Rehab Centre’s Application Postponed

THE Windhoek municipality has delayed an application to build a rehabilitation centre, despite the fact that it issues 12 liquor licences per month.

An application dated 10 June 2013 was received from Elmarie Du Toit planning consultant to use Hillside for ‘institutional’ purposes.

The centre is intended to be established in the Brakwater area and will cater for abused and traumatised patients with alcohol and drug addiction problems.

Khomas Liquor Licence Committee is giving out 12 licences per month on average in Windhoek, and has issued about 85 since January.

The liquor committee that sits once a month, consists of representatives from the Ministry of Health and Social Services, Khomas Regional Council, Namibian Police and consumer and lobby groups. Liquor licences are issued to shebeens, restaurants, hotels, bottle stores, clubs and wholesalers.

City of Windhoek manager for corporate communications and customer care Joshua Amukugo said the application was still under consideration and had not been turned down.

Amukugo pointed out that it has just been postponed because of various delays but that it had not been denied.

He said the area was being surveyed, so that it could be developed in an ordinary township format.

“It’s postponed just for orderly development in the area. There is nothing wrong with the application,” Amukugo said.

The motivation submitted to the City for the centre application pointed out that it is important for a rehabilitation centre to be homelyresidential in nature and to make patients feel at home and contribute to the treatmentrogrammes that are presented.

“The natural environment also provides an atmosphere of peace and quiet, which is important for the recovery of patients,” the motivation read.

The motivation further said substance abuse is an ever-increasing problem in Namibia, and that there are not many centres for people to go to as the existing ones often have long waiting lists.

In response to the application, minutes contained in the municipal council book gave several recommendations, amongst them “that the applicant take note that no municipal services are available on the proposed land”.

It furthermore indicated “that a professional consultant be appointed to propose an acceptable waste water disposal system, subject to “that no pollution of ground water occur. That there be no health risk to the users and the surrounding residents. All the costs involved be for the applicants’ own account,” recommendations read.

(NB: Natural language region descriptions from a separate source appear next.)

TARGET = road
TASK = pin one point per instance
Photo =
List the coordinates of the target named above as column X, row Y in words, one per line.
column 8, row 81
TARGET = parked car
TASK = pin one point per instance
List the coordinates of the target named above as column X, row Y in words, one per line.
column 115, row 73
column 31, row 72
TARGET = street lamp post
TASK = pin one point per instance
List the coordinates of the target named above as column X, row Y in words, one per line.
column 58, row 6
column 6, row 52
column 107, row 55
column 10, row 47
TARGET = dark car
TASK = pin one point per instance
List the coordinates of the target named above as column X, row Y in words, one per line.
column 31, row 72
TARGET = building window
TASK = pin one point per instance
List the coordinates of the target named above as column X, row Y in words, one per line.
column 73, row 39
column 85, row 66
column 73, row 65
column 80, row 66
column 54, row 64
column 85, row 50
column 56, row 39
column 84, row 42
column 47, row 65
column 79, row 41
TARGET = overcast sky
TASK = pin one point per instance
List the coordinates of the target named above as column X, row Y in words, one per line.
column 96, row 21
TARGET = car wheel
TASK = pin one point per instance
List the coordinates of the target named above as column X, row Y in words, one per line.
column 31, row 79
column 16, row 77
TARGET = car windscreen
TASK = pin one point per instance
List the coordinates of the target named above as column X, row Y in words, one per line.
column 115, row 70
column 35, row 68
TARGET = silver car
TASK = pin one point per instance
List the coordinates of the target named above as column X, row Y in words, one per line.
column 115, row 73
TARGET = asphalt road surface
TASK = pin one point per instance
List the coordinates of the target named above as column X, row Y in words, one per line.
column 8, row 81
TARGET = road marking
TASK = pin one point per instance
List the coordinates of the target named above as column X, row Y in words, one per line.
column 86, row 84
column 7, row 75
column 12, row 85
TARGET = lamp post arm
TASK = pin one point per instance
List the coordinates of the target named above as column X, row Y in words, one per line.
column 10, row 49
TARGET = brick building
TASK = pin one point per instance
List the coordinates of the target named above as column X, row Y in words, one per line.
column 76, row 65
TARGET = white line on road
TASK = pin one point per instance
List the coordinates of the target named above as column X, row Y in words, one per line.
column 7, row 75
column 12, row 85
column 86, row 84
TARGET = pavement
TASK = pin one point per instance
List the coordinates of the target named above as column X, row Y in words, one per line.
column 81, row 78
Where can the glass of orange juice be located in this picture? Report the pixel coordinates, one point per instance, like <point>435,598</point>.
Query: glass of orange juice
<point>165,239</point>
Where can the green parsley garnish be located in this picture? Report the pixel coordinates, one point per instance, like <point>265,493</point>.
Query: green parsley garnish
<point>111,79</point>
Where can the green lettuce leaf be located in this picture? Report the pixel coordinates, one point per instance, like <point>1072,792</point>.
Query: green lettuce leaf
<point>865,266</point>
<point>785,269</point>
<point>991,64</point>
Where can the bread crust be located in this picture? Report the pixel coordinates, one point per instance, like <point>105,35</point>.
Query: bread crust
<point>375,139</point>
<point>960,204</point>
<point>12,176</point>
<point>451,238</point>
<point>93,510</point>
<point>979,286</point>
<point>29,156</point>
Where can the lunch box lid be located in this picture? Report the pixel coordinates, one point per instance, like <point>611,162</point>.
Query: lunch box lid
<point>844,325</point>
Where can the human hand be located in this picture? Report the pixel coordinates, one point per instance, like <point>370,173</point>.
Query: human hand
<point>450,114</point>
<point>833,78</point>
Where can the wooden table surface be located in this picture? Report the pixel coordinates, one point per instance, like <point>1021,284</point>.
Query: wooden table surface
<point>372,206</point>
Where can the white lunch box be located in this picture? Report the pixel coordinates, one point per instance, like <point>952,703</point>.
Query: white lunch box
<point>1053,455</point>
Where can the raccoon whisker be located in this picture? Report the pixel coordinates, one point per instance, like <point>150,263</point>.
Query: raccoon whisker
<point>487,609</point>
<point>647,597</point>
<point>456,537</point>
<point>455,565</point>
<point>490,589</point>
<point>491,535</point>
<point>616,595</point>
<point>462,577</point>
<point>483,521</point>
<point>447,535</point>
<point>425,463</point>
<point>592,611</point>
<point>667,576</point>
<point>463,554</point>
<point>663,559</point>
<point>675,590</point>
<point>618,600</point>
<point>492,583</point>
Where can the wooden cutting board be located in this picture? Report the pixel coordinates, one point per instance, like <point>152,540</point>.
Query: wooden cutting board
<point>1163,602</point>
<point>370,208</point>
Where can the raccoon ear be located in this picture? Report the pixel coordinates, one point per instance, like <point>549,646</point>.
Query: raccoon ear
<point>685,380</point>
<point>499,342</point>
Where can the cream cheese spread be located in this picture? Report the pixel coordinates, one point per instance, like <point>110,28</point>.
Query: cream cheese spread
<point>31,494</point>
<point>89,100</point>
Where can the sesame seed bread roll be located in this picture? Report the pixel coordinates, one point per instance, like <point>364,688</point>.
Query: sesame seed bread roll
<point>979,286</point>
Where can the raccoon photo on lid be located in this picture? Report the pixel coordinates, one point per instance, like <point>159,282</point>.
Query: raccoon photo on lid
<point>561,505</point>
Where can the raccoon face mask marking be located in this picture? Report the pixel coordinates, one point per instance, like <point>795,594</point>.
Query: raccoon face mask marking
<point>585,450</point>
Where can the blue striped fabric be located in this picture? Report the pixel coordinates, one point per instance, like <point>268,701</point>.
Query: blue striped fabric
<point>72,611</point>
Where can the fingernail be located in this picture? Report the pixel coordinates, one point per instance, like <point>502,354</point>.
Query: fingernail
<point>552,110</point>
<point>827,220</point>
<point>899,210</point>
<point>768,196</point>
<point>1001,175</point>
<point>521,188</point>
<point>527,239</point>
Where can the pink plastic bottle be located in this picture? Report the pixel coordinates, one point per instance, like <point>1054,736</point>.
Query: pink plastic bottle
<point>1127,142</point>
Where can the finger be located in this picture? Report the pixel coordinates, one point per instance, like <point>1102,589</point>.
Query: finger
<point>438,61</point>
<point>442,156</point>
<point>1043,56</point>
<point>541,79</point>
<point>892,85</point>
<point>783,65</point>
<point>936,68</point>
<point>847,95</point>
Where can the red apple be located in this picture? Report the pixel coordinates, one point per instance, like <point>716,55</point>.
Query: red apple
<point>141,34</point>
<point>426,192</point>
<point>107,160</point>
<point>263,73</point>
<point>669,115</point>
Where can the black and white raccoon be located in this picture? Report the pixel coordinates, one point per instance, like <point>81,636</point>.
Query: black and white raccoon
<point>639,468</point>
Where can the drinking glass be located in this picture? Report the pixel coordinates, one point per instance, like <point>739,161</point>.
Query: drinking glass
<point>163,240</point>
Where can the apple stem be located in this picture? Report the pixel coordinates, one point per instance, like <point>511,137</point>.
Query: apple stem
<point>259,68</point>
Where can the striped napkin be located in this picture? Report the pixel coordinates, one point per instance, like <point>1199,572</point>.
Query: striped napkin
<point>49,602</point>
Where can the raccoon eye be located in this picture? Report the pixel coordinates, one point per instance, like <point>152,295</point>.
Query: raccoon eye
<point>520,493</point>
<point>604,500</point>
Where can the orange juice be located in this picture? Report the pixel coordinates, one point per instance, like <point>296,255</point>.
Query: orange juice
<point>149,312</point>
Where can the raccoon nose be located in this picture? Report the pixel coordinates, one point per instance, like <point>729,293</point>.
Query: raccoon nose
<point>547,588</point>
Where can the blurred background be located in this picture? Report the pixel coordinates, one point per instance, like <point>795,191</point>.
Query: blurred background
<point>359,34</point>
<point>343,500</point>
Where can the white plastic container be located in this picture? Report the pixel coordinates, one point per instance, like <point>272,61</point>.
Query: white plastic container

It also recommended that the rehabilitation centre be registered with the Ministry of Health and Social Services.

The centre will cater for a maximum of 10 patients, who will be admitted for a period of 28 days. The rehabilitation will be focused on a residential rehabilitation programme.

A residential rehabilitation programme involves living at a facility while undergoing intensive counselling and other treatment during the day, normally for a period of 30 to 90 days.

The program is voluntary and a patient must first admit that there is a problem and consult a medical practitioner to be recommended to the programme.

It is expected that there will be five permanent staff members and that only caretaker and security will reside on property.